For the third week in a row the national average cost of on-highway diesel has risen, albeit ever so slightly at seven-tenths of a cent, to an average of $3.910 per gallon.
In the Jan. 6 report, all of the Energy Information Administration’s reporting regions showed increases except one, the Lower Atlantic region. The Lower Atlantic actually posted a decrease of nine-tenths of a cent. The region with the biggest increase was the Central Atlantic region with a 3-cent per gallon jump week over week.
When compared to the same week in 2013, the regions are largely right in line with the averages from a year ago, except for the Rocky Mountain region.
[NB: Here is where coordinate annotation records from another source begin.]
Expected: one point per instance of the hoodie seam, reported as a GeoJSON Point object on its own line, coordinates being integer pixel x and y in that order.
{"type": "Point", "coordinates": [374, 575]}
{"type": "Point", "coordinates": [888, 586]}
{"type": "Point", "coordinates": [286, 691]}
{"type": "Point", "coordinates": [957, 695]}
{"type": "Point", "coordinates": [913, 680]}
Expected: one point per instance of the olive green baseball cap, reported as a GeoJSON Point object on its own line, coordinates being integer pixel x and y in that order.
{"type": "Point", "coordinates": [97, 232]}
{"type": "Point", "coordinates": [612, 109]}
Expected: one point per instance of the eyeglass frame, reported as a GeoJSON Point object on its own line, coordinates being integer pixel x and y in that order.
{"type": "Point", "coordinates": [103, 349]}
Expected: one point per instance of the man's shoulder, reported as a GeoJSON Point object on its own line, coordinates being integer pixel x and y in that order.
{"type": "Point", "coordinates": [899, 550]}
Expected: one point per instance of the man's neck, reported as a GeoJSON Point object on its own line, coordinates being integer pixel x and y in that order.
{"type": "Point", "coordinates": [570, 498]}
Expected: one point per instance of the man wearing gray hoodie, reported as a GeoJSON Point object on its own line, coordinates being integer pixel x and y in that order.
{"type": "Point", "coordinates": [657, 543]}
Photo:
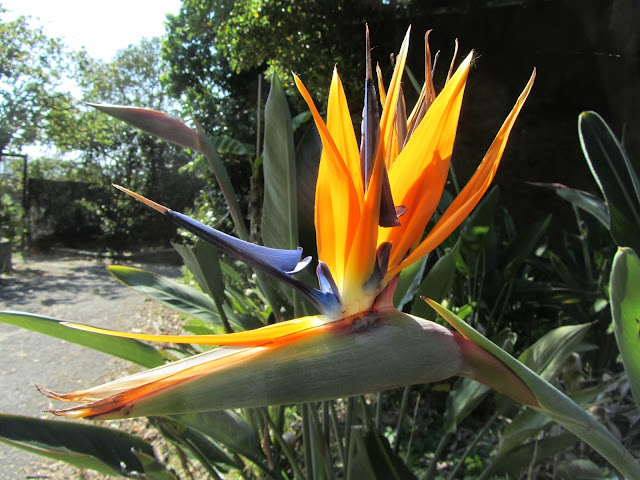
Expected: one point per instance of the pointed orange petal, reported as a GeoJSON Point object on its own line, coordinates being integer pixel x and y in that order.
{"type": "Point", "coordinates": [340, 126]}
{"type": "Point", "coordinates": [473, 191]}
{"type": "Point", "coordinates": [122, 394]}
{"type": "Point", "coordinates": [419, 173]}
{"type": "Point", "coordinates": [338, 203]}
{"type": "Point", "coordinates": [247, 338]}
{"type": "Point", "coordinates": [362, 258]}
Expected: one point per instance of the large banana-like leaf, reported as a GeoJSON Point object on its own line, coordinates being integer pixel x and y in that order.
{"type": "Point", "coordinates": [554, 403]}
{"type": "Point", "coordinates": [102, 449]}
{"type": "Point", "coordinates": [437, 283]}
{"type": "Point", "coordinates": [370, 456]}
{"type": "Point", "coordinates": [616, 178]}
{"type": "Point", "coordinates": [625, 309]}
{"type": "Point", "coordinates": [131, 350]}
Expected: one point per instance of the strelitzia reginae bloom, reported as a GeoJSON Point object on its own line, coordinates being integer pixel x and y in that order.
{"type": "Point", "coordinates": [374, 200]}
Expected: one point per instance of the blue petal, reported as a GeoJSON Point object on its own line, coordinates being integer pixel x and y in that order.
{"type": "Point", "coordinates": [280, 264]}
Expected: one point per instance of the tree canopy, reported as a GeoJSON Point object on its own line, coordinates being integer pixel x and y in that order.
{"type": "Point", "coordinates": [31, 70]}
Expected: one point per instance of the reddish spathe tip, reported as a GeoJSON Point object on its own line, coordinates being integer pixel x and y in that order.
{"type": "Point", "coordinates": [146, 201]}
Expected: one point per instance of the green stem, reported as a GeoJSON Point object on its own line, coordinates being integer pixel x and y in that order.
{"type": "Point", "coordinates": [306, 440]}
{"type": "Point", "coordinates": [413, 429]}
{"type": "Point", "coordinates": [336, 431]}
{"type": "Point", "coordinates": [347, 431]}
{"type": "Point", "coordinates": [379, 412]}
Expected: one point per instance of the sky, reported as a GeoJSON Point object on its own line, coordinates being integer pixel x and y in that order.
{"type": "Point", "coordinates": [102, 27]}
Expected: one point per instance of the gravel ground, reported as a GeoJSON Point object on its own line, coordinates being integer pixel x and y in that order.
{"type": "Point", "coordinates": [69, 288]}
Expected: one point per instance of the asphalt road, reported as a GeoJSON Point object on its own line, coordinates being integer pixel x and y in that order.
{"type": "Point", "coordinates": [64, 288]}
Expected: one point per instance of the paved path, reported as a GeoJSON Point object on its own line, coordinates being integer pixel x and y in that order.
{"type": "Point", "coordinates": [65, 288]}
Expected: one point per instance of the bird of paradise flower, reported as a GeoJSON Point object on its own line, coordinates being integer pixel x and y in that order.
{"type": "Point", "coordinates": [373, 203]}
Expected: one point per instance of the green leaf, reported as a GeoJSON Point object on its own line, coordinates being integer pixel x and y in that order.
{"type": "Point", "coordinates": [204, 262]}
{"type": "Point", "coordinates": [549, 354]}
{"type": "Point", "coordinates": [615, 176]}
{"type": "Point", "coordinates": [131, 350]}
{"type": "Point", "coordinates": [579, 469]}
{"type": "Point", "coordinates": [227, 428]}
{"type": "Point", "coordinates": [476, 228]}
{"type": "Point", "coordinates": [153, 470]}
{"type": "Point", "coordinates": [153, 122]}
{"type": "Point", "coordinates": [408, 283]}
{"type": "Point", "coordinates": [206, 146]}
{"type": "Point", "coordinates": [522, 247]}
{"type": "Point", "coordinates": [554, 403]}
{"type": "Point", "coordinates": [371, 457]}
{"type": "Point", "coordinates": [231, 146]}
{"type": "Point", "coordinates": [179, 297]}
{"type": "Point", "coordinates": [280, 210]}
{"type": "Point", "coordinates": [583, 200]}
{"type": "Point", "coordinates": [519, 459]}
{"type": "Point", "coordinates": [625, 309]}
{"type": "Point", "coordinates": [437, 283]}
{"type": "Point", "coordinates": [467, 394]}
{"type": "Point", "coordinates": [105, 450]}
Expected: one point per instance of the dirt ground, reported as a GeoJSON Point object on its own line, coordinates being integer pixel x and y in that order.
{"type": "Point", "coordinates": [70, 288]}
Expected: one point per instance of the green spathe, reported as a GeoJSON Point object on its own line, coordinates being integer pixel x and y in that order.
{"type": "Point", "coordinates": [363, 354]}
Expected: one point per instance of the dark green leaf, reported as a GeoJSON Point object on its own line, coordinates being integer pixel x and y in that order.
{"type": "Point", "coordinates": [583, 200]}
{"type": "Point", "coordinates": [105, 450]}
{"type": "Point", "coordinates": [437, 283]}
{"type": "Point", "coordinates": [308, 154]}
{"type": "Point", "coordinates": [153, 122]}
{"type": "Point", "coordinates": [408, 283]}
{"type": "Point", "coordinates": [230, 146]}
{"type": "Point", "coordinates": [371, 457]}
{"type": "Point", "coordinates": [153, 470]}
{"type": "Point", "coordinates": [227, 428]}
{"type": "Point", "coordinates": [523, 246]}
{"type": "Point", "coordinates": [280, 210]}
{"type": "Point", "coordinates": [519, 459]}
{"type": "Point", "coordinates": [131, 350]}
{"type": "Point", "coordinates": [179, 297]}
{"type": "Point", "coordinates": [625, 309]}
{"type": "Point", "coordinates": [476, 227]}
{"type": "Point", "coordinates": [549, 354]}
{"type": "Point", "coordinates": [616, 178]}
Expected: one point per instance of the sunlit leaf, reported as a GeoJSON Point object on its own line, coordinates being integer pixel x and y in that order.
{"type": "Point", "coordinates": [131, 350]}
{"type": "Point", "coordinates": [554, 403]}
{"type": "Point", "coordinates": [625, 309]}
{"type": "Point", "coordinates": [179, 297]}
{"type": "Point", "coordinates": [105, 450]}
{"type": "Point", "coordinates": [437, 283]}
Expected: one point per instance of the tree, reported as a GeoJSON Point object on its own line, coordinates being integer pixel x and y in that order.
{"type": "Point", "coordinates": [216, 48]}
{"type": "Point", "coordinates": [122, 154]}
{"type": "Point", "coordinates": [31, 70]}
There diesel prices are averaging 21 cents a gallon more than they did a year ago.
Following are the average prices by region as reported by the EIA:
- U.S. – $3.910, up 0.7 cents
- East Coast – $3.950, up 0.7 cents
- New England – $4.115, up 0.4 cents
- Central Atlantic – $4.046, up 3.0 cents
- Lower Atlantic – $3.847, down 0.9 cents
- Midwest – $3.888, up 0.1 cents
- Gulf Coast – $3.802, up 1.3 cents
- Rocky Mountain – $3.901, 1.2cents
- West Coast – $4.034 up 0.9 cents
- West Coast less California – $3.934, up 0.4 cents
- California – $4.119, up 1.5 cents
ProMiles, the software company that maintains the websites ProMiles.com and TruckMiles.com, listed the daily average price for Monday at $3.917, a very slight one-tenth of a cent decrease from last week. Truckers in Connecticut pay an average of $4.372 per gallon, the highest in the nation. Truckers in Oregon are paying only $3.632 per gallon, according to the site.